Eduardo y Ana se conocieron en Mar del Plata a principios de la década del '60. Eran dos adolescentes que disfrutaban de los deportes en la playa, las guitarreadas por la tarde, los tímidos intentos de romance y las nuevas amistades.
Él no recuerda con precisión en qué momento la vio por primera vez, pero si tiene la certeza de que el flechazo se dio y a partir de ese momento sus vacaciones cambiaron de propósito: todas sus acciones estaban dirigidas a ella.
"Quería enamorarla, que me viera y al mismo tiempo no podía dejar de mirarla. Recuerdo que yo llegaba a la playa muy temprano y que sus padres aparecían cerca del mediodía, de manera que esas horas que precedían a su llegada para mí eran eternas. Me angustiaba el temor de que por alguna circunstancia decidieran no ir a la playa privándome de verla", confiesa Eduardo, además rezaba para que los días fueran lindos, que no lloviera, no que no hiciera viento, que nada conspirara la llegada de Ana a la playa.
"Como todo enamorado escribí poesías que al leerlas al día siguiente me parecían cursis y vergonzantes. Guardo, en un papel amarillento, una poesía de aquellos tiempos que finaliza: "sueño que me amás también en silencio, y sufres lo mismo que sufro por tí." Ese fragmento sin valor literario es, sin embargo, una de las frases más honestas y sinceras que escribí en mi vida", se sincera muchos años después.
Pasaron varios veranos sin que Eduardo se animara a confesarle su amor.
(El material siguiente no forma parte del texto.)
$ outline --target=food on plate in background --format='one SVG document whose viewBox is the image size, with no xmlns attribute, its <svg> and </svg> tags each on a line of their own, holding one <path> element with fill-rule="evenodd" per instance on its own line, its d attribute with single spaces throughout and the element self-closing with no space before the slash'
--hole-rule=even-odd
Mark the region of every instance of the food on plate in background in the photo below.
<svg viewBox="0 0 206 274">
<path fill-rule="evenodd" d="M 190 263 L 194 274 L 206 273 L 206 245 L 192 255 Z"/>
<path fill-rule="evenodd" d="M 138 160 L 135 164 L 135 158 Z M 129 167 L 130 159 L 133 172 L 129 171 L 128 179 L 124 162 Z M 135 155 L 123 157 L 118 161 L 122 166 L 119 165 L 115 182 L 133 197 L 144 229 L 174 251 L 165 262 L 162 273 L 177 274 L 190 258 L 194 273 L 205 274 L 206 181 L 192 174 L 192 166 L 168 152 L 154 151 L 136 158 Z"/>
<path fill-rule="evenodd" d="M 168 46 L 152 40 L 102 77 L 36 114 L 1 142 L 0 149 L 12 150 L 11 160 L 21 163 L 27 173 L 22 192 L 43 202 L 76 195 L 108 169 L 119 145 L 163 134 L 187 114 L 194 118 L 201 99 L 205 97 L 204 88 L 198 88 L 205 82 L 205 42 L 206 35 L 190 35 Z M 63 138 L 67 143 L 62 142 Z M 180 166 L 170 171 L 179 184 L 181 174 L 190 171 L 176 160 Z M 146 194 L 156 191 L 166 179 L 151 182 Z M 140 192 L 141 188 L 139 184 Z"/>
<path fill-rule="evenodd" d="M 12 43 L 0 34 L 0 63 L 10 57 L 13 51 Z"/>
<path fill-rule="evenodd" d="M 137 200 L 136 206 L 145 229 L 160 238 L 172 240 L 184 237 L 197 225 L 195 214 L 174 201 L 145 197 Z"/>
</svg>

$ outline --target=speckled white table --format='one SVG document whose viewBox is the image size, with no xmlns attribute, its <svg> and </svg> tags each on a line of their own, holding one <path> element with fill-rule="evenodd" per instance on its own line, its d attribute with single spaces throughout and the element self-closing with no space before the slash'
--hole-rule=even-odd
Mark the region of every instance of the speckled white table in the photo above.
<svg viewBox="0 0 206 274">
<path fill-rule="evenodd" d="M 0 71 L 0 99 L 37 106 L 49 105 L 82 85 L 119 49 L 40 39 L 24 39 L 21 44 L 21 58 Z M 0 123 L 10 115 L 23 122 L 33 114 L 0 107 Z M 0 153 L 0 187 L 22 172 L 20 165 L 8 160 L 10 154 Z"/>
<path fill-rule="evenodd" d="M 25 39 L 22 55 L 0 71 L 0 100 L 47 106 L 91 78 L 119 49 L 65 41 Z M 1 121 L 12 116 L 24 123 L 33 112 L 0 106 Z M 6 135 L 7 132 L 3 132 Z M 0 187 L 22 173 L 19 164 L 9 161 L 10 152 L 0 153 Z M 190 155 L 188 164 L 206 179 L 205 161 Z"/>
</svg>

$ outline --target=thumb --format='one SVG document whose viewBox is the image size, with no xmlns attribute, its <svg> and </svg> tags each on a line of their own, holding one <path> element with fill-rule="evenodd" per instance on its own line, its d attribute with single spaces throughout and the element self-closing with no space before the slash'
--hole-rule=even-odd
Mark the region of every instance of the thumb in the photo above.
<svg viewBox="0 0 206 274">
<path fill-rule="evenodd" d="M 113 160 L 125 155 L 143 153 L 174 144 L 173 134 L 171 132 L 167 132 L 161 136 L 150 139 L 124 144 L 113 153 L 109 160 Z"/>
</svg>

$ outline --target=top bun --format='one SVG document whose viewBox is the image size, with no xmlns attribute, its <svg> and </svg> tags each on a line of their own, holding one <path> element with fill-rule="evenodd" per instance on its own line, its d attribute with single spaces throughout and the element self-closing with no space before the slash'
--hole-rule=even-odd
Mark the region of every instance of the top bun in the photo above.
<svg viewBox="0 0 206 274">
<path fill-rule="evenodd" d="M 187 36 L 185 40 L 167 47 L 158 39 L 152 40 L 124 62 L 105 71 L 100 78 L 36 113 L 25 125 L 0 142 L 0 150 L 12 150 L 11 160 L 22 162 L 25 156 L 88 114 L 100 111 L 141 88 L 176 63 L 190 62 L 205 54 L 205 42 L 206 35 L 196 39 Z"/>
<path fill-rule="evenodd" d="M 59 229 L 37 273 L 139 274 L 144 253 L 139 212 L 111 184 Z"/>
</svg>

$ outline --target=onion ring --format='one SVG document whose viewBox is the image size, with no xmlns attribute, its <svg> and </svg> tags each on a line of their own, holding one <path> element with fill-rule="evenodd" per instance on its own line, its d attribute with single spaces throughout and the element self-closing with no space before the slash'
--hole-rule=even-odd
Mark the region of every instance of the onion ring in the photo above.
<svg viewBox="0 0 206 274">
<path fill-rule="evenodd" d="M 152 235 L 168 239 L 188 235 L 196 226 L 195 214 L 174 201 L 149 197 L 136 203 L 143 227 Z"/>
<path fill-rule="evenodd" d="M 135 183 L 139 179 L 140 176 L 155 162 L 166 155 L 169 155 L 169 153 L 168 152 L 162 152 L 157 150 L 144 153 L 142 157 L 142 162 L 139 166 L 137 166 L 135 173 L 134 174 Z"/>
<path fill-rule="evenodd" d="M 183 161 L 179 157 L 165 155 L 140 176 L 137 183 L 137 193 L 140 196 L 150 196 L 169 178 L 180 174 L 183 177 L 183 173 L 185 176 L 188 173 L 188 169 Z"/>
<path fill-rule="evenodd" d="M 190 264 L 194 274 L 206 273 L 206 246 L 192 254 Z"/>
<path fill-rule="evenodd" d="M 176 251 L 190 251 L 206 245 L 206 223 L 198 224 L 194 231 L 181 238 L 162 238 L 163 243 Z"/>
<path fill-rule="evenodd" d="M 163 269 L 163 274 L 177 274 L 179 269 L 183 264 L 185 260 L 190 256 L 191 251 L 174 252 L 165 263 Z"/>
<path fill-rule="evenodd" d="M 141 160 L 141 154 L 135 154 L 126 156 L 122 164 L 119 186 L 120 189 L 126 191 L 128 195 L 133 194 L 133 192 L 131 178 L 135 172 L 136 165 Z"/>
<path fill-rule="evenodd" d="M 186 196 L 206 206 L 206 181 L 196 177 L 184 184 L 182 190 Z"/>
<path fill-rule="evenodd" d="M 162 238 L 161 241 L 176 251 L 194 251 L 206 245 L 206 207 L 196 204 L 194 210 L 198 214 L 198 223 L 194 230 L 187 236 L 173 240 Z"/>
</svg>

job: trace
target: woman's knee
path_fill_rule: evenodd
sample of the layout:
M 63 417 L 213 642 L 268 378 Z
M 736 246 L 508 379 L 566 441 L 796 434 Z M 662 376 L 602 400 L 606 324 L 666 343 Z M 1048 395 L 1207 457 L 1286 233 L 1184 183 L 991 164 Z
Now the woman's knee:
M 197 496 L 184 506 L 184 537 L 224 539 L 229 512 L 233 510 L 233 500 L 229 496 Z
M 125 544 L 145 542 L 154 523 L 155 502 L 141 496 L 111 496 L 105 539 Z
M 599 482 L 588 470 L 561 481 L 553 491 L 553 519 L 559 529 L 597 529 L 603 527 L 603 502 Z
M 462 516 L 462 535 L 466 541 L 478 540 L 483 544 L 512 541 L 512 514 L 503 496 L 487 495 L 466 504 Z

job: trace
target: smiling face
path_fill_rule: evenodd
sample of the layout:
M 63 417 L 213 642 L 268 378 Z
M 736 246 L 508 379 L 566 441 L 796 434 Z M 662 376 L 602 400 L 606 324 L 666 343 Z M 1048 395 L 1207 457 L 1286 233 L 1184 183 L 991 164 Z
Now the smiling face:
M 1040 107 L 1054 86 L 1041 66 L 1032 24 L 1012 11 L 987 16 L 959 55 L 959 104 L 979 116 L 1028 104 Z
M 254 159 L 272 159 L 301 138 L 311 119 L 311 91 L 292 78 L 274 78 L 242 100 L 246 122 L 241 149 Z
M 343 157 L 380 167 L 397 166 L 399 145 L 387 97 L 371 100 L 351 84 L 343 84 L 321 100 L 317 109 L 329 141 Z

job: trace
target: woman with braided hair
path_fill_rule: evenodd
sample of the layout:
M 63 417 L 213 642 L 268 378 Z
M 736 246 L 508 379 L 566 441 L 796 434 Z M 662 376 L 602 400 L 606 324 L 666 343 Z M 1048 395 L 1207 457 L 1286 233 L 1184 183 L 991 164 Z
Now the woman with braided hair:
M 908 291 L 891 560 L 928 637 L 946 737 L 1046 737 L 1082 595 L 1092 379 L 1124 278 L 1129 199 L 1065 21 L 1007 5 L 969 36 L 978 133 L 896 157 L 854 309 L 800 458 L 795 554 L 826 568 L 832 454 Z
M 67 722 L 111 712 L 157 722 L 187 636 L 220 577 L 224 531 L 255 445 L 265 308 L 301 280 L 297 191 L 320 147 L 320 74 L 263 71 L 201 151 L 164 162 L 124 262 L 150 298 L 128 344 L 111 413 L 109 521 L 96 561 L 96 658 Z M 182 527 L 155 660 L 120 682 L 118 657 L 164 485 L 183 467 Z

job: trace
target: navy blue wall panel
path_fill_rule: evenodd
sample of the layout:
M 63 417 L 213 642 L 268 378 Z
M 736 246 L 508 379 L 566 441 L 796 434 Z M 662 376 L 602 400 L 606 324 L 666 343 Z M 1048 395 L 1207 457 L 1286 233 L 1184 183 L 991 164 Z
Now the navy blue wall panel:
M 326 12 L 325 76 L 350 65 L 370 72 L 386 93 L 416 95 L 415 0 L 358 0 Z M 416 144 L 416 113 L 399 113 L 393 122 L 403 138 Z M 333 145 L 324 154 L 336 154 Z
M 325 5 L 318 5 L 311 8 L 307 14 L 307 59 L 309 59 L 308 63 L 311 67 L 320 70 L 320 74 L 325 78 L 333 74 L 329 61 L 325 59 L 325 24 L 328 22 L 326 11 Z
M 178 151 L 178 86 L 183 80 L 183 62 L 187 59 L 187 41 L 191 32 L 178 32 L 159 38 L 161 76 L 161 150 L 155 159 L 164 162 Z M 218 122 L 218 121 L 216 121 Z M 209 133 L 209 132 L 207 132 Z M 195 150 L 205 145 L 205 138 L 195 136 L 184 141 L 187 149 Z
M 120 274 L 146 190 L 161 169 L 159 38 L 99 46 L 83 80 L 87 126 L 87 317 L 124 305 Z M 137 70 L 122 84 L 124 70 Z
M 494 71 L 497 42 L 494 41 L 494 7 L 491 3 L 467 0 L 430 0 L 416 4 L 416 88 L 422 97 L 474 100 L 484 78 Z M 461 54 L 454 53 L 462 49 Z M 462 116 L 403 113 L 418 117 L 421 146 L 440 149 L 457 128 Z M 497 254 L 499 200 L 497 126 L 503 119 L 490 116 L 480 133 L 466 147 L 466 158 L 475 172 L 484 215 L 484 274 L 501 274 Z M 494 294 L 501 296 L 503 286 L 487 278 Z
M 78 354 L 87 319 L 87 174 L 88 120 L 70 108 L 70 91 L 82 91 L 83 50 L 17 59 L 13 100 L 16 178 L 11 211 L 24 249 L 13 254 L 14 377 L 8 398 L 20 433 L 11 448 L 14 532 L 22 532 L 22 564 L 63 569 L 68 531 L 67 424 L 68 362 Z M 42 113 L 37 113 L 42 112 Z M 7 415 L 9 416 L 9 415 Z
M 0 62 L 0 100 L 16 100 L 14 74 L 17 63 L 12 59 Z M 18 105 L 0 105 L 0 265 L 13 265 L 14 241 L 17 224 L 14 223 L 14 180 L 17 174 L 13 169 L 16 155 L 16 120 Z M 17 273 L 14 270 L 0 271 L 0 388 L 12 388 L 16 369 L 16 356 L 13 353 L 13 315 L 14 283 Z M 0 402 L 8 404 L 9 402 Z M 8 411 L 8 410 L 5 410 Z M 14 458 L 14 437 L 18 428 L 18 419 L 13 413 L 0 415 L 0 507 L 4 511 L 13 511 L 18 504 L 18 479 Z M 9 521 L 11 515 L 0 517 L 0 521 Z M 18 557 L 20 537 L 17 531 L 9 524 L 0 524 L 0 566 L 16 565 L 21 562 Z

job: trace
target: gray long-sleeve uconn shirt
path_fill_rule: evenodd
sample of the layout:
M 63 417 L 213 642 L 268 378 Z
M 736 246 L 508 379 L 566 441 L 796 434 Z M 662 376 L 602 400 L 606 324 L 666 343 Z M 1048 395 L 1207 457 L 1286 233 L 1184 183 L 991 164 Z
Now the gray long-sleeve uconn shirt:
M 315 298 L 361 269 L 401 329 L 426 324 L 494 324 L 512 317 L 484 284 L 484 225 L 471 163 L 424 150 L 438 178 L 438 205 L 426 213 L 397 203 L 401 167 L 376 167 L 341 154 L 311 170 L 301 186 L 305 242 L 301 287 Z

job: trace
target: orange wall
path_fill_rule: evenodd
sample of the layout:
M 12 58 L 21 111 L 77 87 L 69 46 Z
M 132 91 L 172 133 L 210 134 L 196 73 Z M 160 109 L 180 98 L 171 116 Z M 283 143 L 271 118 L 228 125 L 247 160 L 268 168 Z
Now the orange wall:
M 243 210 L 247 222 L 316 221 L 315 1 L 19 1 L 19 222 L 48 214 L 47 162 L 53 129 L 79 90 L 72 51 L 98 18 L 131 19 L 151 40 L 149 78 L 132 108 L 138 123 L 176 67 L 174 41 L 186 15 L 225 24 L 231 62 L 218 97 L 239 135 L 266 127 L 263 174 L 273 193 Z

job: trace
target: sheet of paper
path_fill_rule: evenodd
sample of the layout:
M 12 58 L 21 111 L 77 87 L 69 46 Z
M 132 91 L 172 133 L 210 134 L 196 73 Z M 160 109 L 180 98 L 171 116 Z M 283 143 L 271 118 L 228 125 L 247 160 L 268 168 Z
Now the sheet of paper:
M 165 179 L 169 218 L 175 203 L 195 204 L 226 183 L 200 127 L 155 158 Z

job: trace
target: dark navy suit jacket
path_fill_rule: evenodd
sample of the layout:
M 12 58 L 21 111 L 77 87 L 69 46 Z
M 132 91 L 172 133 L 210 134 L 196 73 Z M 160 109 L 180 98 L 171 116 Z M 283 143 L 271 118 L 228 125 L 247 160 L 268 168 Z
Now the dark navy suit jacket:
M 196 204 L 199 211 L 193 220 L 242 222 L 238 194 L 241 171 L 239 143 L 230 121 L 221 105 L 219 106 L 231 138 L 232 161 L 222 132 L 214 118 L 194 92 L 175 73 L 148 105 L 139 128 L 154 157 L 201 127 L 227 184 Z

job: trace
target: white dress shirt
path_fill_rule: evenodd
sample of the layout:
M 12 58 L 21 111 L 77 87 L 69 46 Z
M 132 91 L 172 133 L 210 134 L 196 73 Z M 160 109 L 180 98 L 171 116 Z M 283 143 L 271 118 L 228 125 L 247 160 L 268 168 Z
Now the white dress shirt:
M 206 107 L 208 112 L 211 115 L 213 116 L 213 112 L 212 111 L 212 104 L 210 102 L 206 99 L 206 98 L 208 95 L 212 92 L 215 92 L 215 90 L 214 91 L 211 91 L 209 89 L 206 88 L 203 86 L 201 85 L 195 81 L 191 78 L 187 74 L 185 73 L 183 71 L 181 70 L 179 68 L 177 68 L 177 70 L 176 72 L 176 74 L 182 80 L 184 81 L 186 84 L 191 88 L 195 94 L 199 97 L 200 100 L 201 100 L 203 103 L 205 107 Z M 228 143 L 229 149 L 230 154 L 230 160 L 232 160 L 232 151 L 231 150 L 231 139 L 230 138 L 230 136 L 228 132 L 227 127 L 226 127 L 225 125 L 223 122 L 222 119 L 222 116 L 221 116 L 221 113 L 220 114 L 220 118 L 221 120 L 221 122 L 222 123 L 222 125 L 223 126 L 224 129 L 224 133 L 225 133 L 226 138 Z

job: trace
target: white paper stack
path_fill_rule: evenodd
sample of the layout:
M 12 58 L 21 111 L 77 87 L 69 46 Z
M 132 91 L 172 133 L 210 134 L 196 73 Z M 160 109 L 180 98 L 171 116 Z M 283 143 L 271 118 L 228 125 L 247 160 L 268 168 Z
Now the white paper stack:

Un invierno, cuando ya estaban estudiando en la facultad, se enteró de que ella estaba de novia. Esa noche no pudo dormir.
Pasó el tiempo, los veranos en Mar del Plata se terminaron, dejaron de verse.
La vida continuó. "Me casé enamorado de una mujer excepcional, tuve dos hijos que me dieron nietos adorables. Me divorcié. Me reconcilié con mi esposa y soy feliz con ella", cuenta.
Muchos años después el reencuentro inesperado.
Pero un día, en aquel período mientras estuvo divorciado, se encontró en un bar por casualidad con Ana. Ella conservaba la misma sonrisa, sus ojos color café y un corte de pelo aseñorado. "Yo prefiero no especular cómo me habrá visto ella en comparación con el que fui", admite Eduardo.
Ambos estaban acompañados por amigos, así que después del saludo y el asombro acordaron en encontrarse a la semana siguiente. Eduardo le pidió que llevara fotos de la época en que se habían conocido, fotos por supuesto en papel.
Durante el encuentro se pusieron al tanto de sus vidas: divorcio, viudez, hijos, nietos. Eduardo se animó y le contó acerca de la poesía y su amor hacía ella, Ana le recriminó amablemente que no le hubiera propuesto ser su novia.
Durante todos estos años Ana no había sido feliz, pero Eduardo sí.
Antes de despedirse vieron las fotos de aquella época. "Increíblemente no podía reconocerla. La imagen que yo había guardado de ella no tenía nada que ver con lo que las fotos me mostraban. Mi recuerdo no era fiel, como no lo era todo lo que yo había imaginado de la vida que yo desconocía de ella", se asombra Eduardo.
Ana propuso volverse a encontrar, él mintió diciendo que en cuanto se desocupara la iba a llamar. Lo cierto es que nunca lo hizo.
"Guardo en un rinconcito secreto de mi corazón, el recuerdo de aquella adolescente que tal vez no fue real pero que es la mía y fue la que inauguró esa gimnasia maravillosa de amar", reflexiona hoy Eduardo.